Offline Browsers start by visiting the page you point them to. Then they automatically click every link on that page which leads them to all pages at "level 2". On level 2 they download everything to your harddrive and then they move on to click all links on level 2 so that they reach level 3 and so on.

These tools can work during the night, so you can leave your computer on and let it download a website while you sleep. The tools can also work as if there were 2,3 or 8 or more people downloading the site. So you are not limited to just 1 "virtual" person clicking. If you play around then avoid settings above 8, it is not nice for the website...and if the same person is hammering on a website with 8 differen "people" all wanting to download then chances are the webmaster may get pissed off. Set the limit to 2-3 and maybe even 4.

Downloading the Internet, please wait....

Now, this feature of automatically copying an entire website is simply great. BUT!, what if the website links to Google? Then you begin visiting every link Google has and all the sites it points to ? YEP!, you will begin downloading the entire internet.....And I bet you that you will run dry from memory and harddrive space before the download is finished.

Download only 1 website...


To avoid downloading the internet you have to limit your Offline Browser to only download from the website you want. You can most often do this by only downloading from "the starting server" or only download from "the starting domain".
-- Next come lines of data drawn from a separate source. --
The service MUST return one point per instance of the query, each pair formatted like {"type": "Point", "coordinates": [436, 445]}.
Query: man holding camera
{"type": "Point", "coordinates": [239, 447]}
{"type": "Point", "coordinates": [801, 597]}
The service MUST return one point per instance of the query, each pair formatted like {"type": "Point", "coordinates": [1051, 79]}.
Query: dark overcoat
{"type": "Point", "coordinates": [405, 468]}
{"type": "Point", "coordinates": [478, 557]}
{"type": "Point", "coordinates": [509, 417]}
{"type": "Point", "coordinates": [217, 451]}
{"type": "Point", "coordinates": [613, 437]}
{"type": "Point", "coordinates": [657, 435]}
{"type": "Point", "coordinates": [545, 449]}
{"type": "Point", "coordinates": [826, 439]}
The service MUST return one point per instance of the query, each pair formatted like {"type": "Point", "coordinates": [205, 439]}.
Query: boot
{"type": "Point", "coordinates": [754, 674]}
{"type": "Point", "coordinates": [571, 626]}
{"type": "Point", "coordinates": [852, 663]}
Perhaps you do not want small thumbnails and other small graphic pieces which are displayed on every page. Maybe you do not even want to save the .htm / .html files. If this is the case then tick off stuff as .gif, .htm etc. This will tell your Offline Browser to NOT to save these file types to your harddrive.

I suggest you play around with an Offline Browser and a good site could be this site. Make a new project and download everything from the site only and avoid downloadin anything which does not belong to this website.

Browse the contents which was downloade and play around with settings which may allow you to both download this website and the graphics too.